The NASA ASIC Guide: Assuring ASICs for SPACE
Section Three: ASIC Design
Section Objective:To describe, for ASIC managers and designers, the tasks essential to producing high-reliability computer-based circuit design and tests that model all ASIC function, test and performance requirements.
The NASA ASIC Guide assumes that all technical readers have experience with board-level electronic design. To create ASIC designs, designers must master microelectronic component design. To meet the extensive requirements of space applications, designers must also master design for high-reliability.
Successful microelectronic component design fundamentally consists of creating a set of computer files that accurately reflect the required ASIC function and performance. An ASIC vendor then uses these files to build parts that meet all device requirements. The design methodology used must supply all needed information so the ASIC vendor can properly do his job. We strongly recommend that ASIC designers adopt only tools and design approaches supported by their selected ASIC vendor. By doing so, designers will receive much better design support from their vendor and greatly enhance their chances of a first-pass working device.
The ASIC "Technical Specification" and the "ASIC Design Process" chapters summarize general microelectronic component design (they apply to both commercial & space ASIC work) from the ASIC user/designer perspective. The "ASIC Design Process" chapter is further broken into generation of a complete and accurate specification, logic synthesis/implementation, design verification, test generation, and packaging-influenced design.
Both the "Design for Test" and "Design for Radiation Tolerance" chapters summarize ASIC design for space applications. Design for natural space radiation environments is truly unique to space ASICs. While design for test (DFT) is not unique to space devices, it is a very important part of satisfying space ASIC high-reliability requirements.
Successful ASIC design, especially successful high-reliability ASIC design, depends upon thorough ASIC management and informed ASIC vendor evaluation. Then, even the best ASIC design must rely on the right fabrication, assembly, and part acceptance for good ASIC parts.
Before we begin the main part of the section, we will present a sample of designer responsibilities in some of these other areas of an ASIC program.
Design in ASIC Management, Section OneASIC managers must supply adequate resources, realistic goals, and unambiguous requirements for ASIC designers to do their jobs. ASIC designers must, in turn, support ASIC management with accurate estimates of their needs and then regular, measurable status information as their work proceeds.

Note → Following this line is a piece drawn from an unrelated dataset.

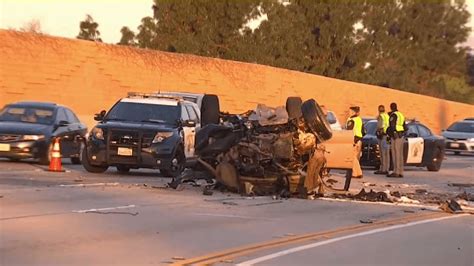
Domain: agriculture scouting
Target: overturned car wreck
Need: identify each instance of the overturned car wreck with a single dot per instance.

Most managers faced with using ASICs in a board design for the first time will have some experience with off-the-shelf component board design. What they won't have is experience in board design where one or more components (ASICs) also have to be designed. Designers have a responsibility to educate managers without ASIC experience about these differences.
The guide's management section discusses scheduling and resource management as well as the system/board development flow in relation to the development of an ASIC. Quite a bit of detail is available there for your review.
Design in ASIC Vendor Evaluation, Section TwoASIC designers have a vested interest in good vendor evaluation. Selecting the right ASIC vendor not only brings a design partner with the right tools, but also enhances the chances of an excellent final part. Correct tool selection is a large part of vendor evaluation. You, as a designer, need to work hard in this area for the right tools to do your job.
Design in Part Acceptance, Section FourDesigners and manages without much ASIC experience are unaware that legal obligations only require ASIC vendors to deliver parts that pass contracted-for tests. It is extremely unusual for a vendor to be contractually-bound to deliver a part that implements a particular netlist or schematic. This doesn't mean that vendors don't use the designed netlist or schematic, but, if another, cheaper structure can pass the tests you give them, that's what you'll get. Therefore, we cannot over-emphasize that a designer's responsibility must include complete and accurate testing. What you test for is what you get.
Design in Procurement Support, Appendix FiveThe most important deliverable for the support of an ASIC procurement is a good contract. This requires a complete technical specification from the designer. In conjunction with any general specification and statement of work (SOW), the technical specification forms the major documentation which supports the ASIC procurement.
ASIC designers are frequently called upon to support various phases of an ASIC procurement. This support may include evaluation of contract elements, negotiation evaluations, review of technical bids, etc. Designers and their managers must allocate sufficient time to these activities or ASIC quality will suffer.